Divide and Conquer
Solving smaller problems speeds things up
Let’s say we want to setup some curves to price USD/ZAR FX trades - that will require a setup something like this:
The curve we need for pricing (USD/ZAR basis) we can fit to fx forwards and float-float cross-currency swaps. These in turn will depend on USD LIBOR and ZAR JIBAR indices for the two floating legs - and forecasts for those indices will be fitted to vanilla IR fixed-float swaps. Those vanilla swaps rely on OIS discount curves for their pricing which in turn can be fitted to float-float OIS-vs-IBOR basis swaps.
So we need to solve five curves - two for each currency separately (forecast and OIS discounting) and one for the cross-currency basis. Now let’s say each curve contains 20 benchmark instruments - this leads to 100 benchmarks in total. Computing a 100x100 Jacobian matrix could be slow, definitely not optimal. Thankfully we can avoid doing that - we can solve the USD and ZAR problems first (and separately, possibly concurrently) which are both 40x40 matrices. We can follow this by using the output of the first stage (the two pairs of IBOR forecast and OIS discounting curves) to solve for the cross currency curve as a final step (merely a 20x20 matrix there). Not only is it much quicker due to removing unnecessary Jacobian calculations (10k vs. 3.6k elements per pass) but solving in stages also should improve convergence speed for the cases where a curve depends on another which can be pre-solved.
Selective update of discount or forecast curves
This optimization can be applied when computing the Jacobian as we know which curve we are bumping at any stage and we can make the instrument store it’s latest “state” internally. The idea is to re-use the discount factors (implied from PV divided by FV for each flow) if we are only bumping the forecast curve or simply re-discount the FV into PV if we are bumping only the discount factor. This saves a lot of unnecessary interpolation calls and can have a relatively dramatic effect for a simple code change (if you can live with the immutability of the objects being violated)
A more advance variation on the same theme is to only update points you see sensitivity to - your starting point is everything here and the only thing to remember is not to start with rate exactly equal to zero as a flow with a forecast rate of exactly a zero will have no discounting sensitivity.

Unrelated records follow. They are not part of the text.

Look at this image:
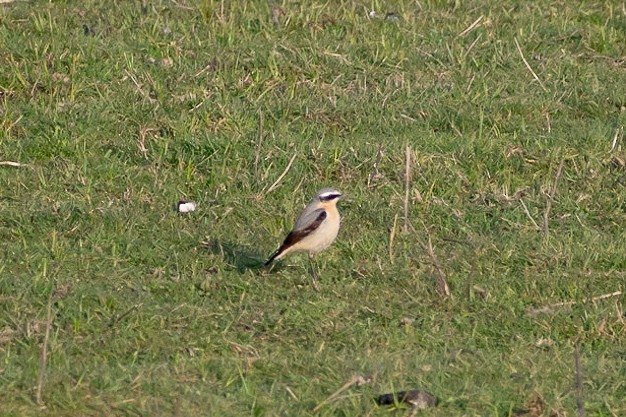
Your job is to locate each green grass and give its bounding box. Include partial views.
[0,0,626,417]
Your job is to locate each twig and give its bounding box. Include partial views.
[541,159,565,239]
[265,151,298,194]
[403,145,411,233]
[367,144,383,187]
[609,126,624,152]
[35,291,55,406]
[513,38,548,92]
[313,375,371,413]
[389,214,398,264]
[0,161,27,168]
[423,231,450,297]
[574,342,585,417]
[285,385,300,401]
[254,111,263,181]
[519,198,541,230]
[267,0,280,27]
[465,257,478,301]
[456,15,485,38]
[526,291,622,317]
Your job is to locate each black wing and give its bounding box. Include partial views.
[265,209,328,265]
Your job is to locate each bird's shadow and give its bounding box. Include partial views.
[202,239,282,273]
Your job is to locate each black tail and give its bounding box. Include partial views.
[265,246,283,266]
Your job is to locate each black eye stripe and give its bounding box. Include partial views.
[320,194,341,201]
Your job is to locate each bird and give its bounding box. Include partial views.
[265,188,343,285]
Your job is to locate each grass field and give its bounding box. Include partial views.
[0,0,626,417]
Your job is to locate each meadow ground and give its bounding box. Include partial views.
[0,0,626,417]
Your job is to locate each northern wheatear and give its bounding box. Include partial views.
[265,188,342,282]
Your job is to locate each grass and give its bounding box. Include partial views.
[0,0,626,416]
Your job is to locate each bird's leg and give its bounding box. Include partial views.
[309,254,320,291]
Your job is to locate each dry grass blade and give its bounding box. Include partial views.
[541,159,565,240]
[403,145,411,233]
[456,15,485,38]
[425,236,451,297]
[574,342,585,417]
[35,291,54,406]
[254,111,263,181]
[313,375,371,413]
[0,161,27,168]
[267,0,280,27]
[526,291,622,317]
[389,214,398,264]
[513,38,548,92]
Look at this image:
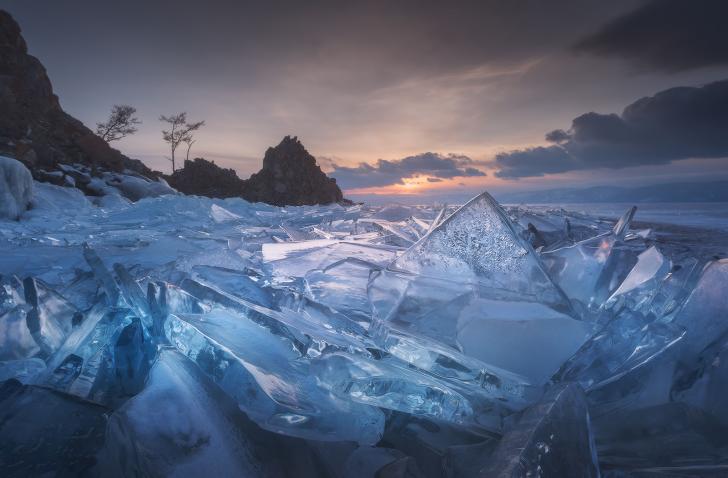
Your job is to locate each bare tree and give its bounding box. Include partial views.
[182,121,205,160]
[96,105,142,143]
[159,112,205,173]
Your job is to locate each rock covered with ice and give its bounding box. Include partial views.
[0,156,33,219]
[0,186,728,478]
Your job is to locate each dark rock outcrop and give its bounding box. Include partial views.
[0,10,346,206]
[167,136,346,206]
[167,158,245,198]
[243,136,344,206]
[0,10,155,179]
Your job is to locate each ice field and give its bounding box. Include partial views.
[0,177,728,477]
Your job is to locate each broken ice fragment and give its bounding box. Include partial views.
[114,317,156,396]
[210,204,242,224]
[0,358,46,383]
[456,299,593,384]
[605,246,671,306]
[541,207,636,307]
[0,305,40,360]
[192,265,272,307]
[389,193,568,306]
[479,384,599,477]
[0,380,109,477]
[23,277,78,355]
[100,349,284,477]
[371,323,541,410]
[305,259,379,324]
[673,259,728,355]
[165,310,384,445]
[83,242,120,307]
[38,308,138,403]
[554,309,685,390]
[114,263,152,328]
[312,353,486,426]
[593,402,728,477]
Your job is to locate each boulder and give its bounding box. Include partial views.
[242,136,344,206]
[167,136,346,206]
[0,156,33,219]
[167,158,245,198]
[0,10,155,179]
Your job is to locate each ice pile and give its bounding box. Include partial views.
[0,185,728,477]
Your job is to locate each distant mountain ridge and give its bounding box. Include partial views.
[498,181,728,203]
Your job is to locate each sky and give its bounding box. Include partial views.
[0,0,728,200]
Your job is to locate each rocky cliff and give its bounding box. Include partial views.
[167,136,345,206]
[242,136,344,206]
[167,158,245,198]
[0,10,154,177]
[0,10,343,206]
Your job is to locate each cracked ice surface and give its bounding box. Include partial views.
[0,183,728,477]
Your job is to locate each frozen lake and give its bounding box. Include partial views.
[506,202,728,231]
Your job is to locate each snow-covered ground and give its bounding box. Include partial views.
[0,183,728,476]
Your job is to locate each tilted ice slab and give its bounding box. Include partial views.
[369,193,592,388]
[0,156,33,220]
[389,193,566,305]
[100,348,271,477]
[165,310,384,444]
[541,207,637,307]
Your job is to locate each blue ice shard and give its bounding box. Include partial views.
[478,384,599,478]
[165,309,384,444]
[541,207,637,308]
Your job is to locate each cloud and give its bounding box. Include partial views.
[495,80,728,178]
[576,0,728,71]
[330,153,485,189]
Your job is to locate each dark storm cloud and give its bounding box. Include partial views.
[331,153,485,189]
[0,0,633,90]
[576,0,728,71]
[496,80,728,178]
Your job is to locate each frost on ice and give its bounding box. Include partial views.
[0,181,728,477]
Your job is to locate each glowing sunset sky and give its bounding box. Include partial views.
[5,0,728,197]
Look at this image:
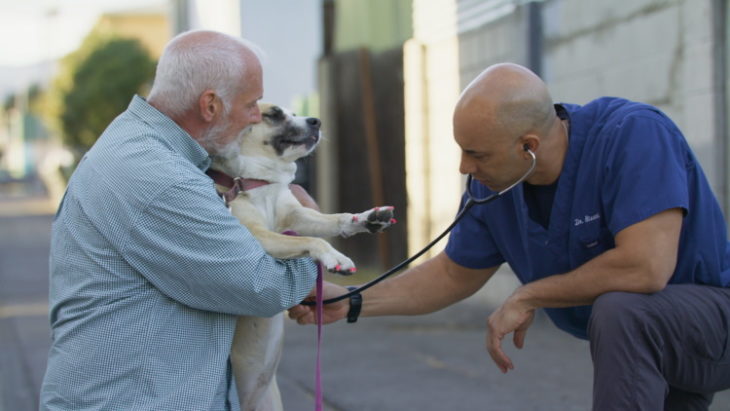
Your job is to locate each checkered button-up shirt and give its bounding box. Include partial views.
[41,96,316,411]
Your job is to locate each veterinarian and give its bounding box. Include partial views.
[290,64,730,411]
[41,31,316,411]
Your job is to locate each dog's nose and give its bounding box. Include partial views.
[307,117,322,127]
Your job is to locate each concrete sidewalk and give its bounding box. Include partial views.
[0,183,730,411]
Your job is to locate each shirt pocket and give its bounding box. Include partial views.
[571,224,616,268]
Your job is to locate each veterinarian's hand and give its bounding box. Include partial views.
[289,281,350,324]
[487,298,535,373]
[352,206,396,233]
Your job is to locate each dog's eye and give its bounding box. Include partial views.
[262,106,284,121]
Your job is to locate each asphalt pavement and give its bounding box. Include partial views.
[0,181,730,411]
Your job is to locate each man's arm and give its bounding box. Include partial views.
[289,251,498,324]
[487,208,682,372]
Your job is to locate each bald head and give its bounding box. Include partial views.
[148,30,261,118]
[454,63,555,143]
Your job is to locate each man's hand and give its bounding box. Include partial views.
[487,295,535,373]
[289,281,350,324]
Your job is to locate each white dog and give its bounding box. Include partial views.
[211,104,395,411]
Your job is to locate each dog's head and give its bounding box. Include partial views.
[240,103,321,162]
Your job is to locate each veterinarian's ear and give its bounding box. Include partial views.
[198,89,223,123]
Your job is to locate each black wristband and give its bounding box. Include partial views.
[347,286,362,323]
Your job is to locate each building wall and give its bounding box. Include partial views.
[406,0,728,241]
[403,0,462,258]
[94,10,172,59]
[543,0,724,193]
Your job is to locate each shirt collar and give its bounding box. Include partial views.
[128,95,211,171]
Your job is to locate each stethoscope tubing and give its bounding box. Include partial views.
[301,149,537,305]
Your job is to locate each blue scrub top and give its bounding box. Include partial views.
[446,97,730,338]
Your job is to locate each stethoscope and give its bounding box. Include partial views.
[301,145,537,305]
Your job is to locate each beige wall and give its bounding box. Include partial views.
[404,0,462,257]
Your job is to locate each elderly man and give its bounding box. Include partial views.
[41,31,316,410]
[290,64,730,411]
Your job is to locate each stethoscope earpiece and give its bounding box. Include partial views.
[465,150,537,207]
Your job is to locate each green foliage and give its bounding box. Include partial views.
[56,38,155,152]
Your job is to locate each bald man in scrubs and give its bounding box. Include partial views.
[290,64,730,411]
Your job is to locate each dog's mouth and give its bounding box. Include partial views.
[273,129,319,155]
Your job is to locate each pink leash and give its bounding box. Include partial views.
[314,264,324,411]
[282,230,324,411]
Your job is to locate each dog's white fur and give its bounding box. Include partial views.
[212,104,394,411]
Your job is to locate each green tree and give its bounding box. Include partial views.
[57,38,155,153]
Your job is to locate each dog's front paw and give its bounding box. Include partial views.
[352,206,396,233]
[310,244,357,275]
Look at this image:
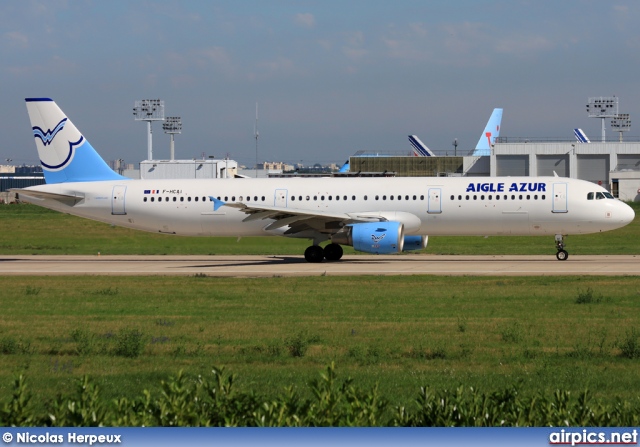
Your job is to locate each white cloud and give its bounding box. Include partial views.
[294,13,316,28]
[3,31,29,49]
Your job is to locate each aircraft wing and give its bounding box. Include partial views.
[211,197,387,235]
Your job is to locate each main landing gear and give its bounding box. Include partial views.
[556,234,569,261]
[304,244,342,262]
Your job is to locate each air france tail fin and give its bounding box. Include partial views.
[473,109,502,155]
[573,129,591,143]
[25,98,127,183]
[409,135,434,157]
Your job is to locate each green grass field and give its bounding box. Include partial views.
[0,205,640,426]
[0,276,640,414]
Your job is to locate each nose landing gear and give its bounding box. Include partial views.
[556,234,569,261]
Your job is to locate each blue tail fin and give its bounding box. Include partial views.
[25,98,126,183]
[573,129,591,143]
[473,109,502,155]
[409,135,433,157]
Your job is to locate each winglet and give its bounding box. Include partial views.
[209,196,226,211]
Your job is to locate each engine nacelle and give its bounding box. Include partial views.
[402,235,429,251]
[331,222,404,255]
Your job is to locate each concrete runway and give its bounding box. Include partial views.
[0,254,640,277]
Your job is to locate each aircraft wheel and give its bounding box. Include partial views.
[324,244,343,261]
[304,245,324,262]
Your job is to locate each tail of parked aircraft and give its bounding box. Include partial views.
[473,109,502,155]
[409,135,433,157]
[573,129,591,143]
[25,98,126,183]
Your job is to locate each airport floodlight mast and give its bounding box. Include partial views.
[587,96,618,143]
[133,99,164,160]
[611,113,631,143]
[253,102,259,178]
[162,116,182,160]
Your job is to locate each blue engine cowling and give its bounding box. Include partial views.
[402,235,429,251]
[331,222,404,255]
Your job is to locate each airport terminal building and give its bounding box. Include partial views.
[349,141,640,201]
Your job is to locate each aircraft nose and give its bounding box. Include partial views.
[620,202,636,225]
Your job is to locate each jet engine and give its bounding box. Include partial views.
[402,235,429,251]
[331,222,405,255]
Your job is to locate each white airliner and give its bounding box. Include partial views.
[17,98,635,262]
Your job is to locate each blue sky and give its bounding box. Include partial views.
[0,0,640,165]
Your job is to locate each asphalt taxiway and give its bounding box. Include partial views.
[0,254,640,277]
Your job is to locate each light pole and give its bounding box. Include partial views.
[133,99,164,160]
[162,116,182,160]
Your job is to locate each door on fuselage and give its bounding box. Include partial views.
[552,183,569,213]
[427,188,442,214]
[111,185,127,215]
[274,189,287,208]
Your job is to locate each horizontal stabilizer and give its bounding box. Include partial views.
[409,135,434,157]
[9,188,84,206]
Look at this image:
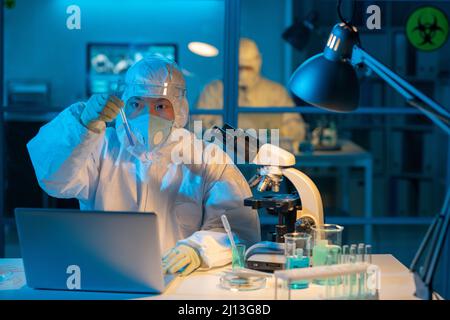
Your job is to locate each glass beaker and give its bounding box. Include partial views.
[284,232,311,289]
[231,243,246,270]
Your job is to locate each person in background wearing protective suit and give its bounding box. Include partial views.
[27,56,260,275]
[197,38,306,151]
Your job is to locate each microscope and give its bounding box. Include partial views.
[208,125,324,271]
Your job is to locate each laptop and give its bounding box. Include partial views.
[15,208,174,293]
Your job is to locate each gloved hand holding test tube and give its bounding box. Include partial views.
[120,109,134,147]
[220,214,244,269]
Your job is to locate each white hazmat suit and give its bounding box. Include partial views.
[197,38,305,151]
[27,57,260,276]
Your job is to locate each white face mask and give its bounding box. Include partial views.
[116,114,173,162]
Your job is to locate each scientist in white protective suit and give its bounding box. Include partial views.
[27,56,260,275]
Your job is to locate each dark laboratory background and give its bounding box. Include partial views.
[0,0,450,298]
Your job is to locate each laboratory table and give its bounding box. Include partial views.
[0,254,415,300]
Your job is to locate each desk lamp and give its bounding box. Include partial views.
[288,0,450,300]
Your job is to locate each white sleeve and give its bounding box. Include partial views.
[180,145,261,268]
[27,103,105,201]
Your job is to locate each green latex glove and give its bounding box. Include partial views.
[163,244,201,276]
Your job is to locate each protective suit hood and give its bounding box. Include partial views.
[116,55,189,160]
[239,38,262,88]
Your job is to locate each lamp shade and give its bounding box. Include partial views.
[289,23,359,112]
[289,53,359,112]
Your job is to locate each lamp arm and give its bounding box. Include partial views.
[351,45,450,135]
[351,45,450,299]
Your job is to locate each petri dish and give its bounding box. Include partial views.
[220,273,267,291]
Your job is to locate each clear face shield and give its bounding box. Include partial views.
[116,83,186,160]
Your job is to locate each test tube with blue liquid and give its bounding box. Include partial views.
[312,224,344,285]
[284,232,311,289]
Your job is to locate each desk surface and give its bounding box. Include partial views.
[295,140,372,163]
[0,254,415,300]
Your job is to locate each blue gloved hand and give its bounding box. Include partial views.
[163,244,201,276]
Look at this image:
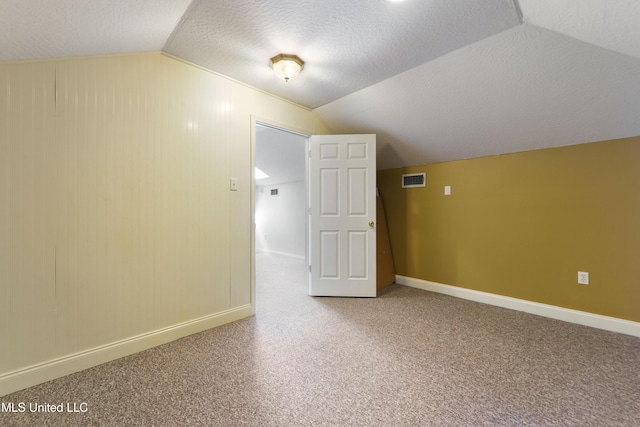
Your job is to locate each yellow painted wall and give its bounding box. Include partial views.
[378,137,640,321]
[0,53,327,394]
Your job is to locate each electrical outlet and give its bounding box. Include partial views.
[578,271,589,285]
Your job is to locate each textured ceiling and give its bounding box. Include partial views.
[316,25,640,169]
[0,0,191,61]
[0,0,640,168]
[164,0,520,108]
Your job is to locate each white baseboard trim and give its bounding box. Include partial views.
[396,276,640,337]
[256,249,304,259]
[0,305,255,396]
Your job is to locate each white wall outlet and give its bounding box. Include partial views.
[578,271,589,285]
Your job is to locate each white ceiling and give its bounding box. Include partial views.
[0,0,640,169]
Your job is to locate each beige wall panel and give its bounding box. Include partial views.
[2,63,55,370]
[0,53,327,391]
[0,67,11,372]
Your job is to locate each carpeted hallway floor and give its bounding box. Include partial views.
[0,255,640,426]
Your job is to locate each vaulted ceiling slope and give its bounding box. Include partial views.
[0,0,640,168]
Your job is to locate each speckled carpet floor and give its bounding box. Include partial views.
[0,255,640,427]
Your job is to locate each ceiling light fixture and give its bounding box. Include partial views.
[269,53,304,82]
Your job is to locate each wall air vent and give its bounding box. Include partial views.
[402,172,427,188]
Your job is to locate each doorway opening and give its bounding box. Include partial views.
[252,121,309,310]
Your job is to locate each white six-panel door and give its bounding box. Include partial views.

This ensures any point with real sensitivity should have a non-zero value computed on the first pass. The trick is then on subsequent passes to only re-compute Jacobian elements where the values is not exactly equal to zero, which should stop you bumping a 30y swap for the 3m deposit. Another idea might be to enforce a locality constraint and only bump points within a certain distance on the maturity axis from your instrument expiry - results may vary depending on the kind of interpolator chosen.
Juggling that Jacobian
Parallelization as a start, analytic solutions even better
Solving the Jacobian can be quite easily parallelized if one can clone and bump curves such that all bumped scenarios can be computed at the same time. One good way of doing this is to clone the whole curve set as a shallow copy and then just replace the curve containing the bumped point with a new, deep copied object.
A better way to optimize this is to have an analytic Jacobian calculation. It should be relatively easy to write down the analytic derivative of a swap PV to a change in the rates to each reset and payment date. The problem is that we need sensitivity to bumping the pillars on the curves we are fitting rather than sensitivity to all the dates in the swap. Thankfully we can just apply the chain rule to solve this problem and use the interpolator definition to either write down the derivative for rates at each date in the swap with respect to bumping each pillar or, in the case of a more complex interpolator, compute them numerically.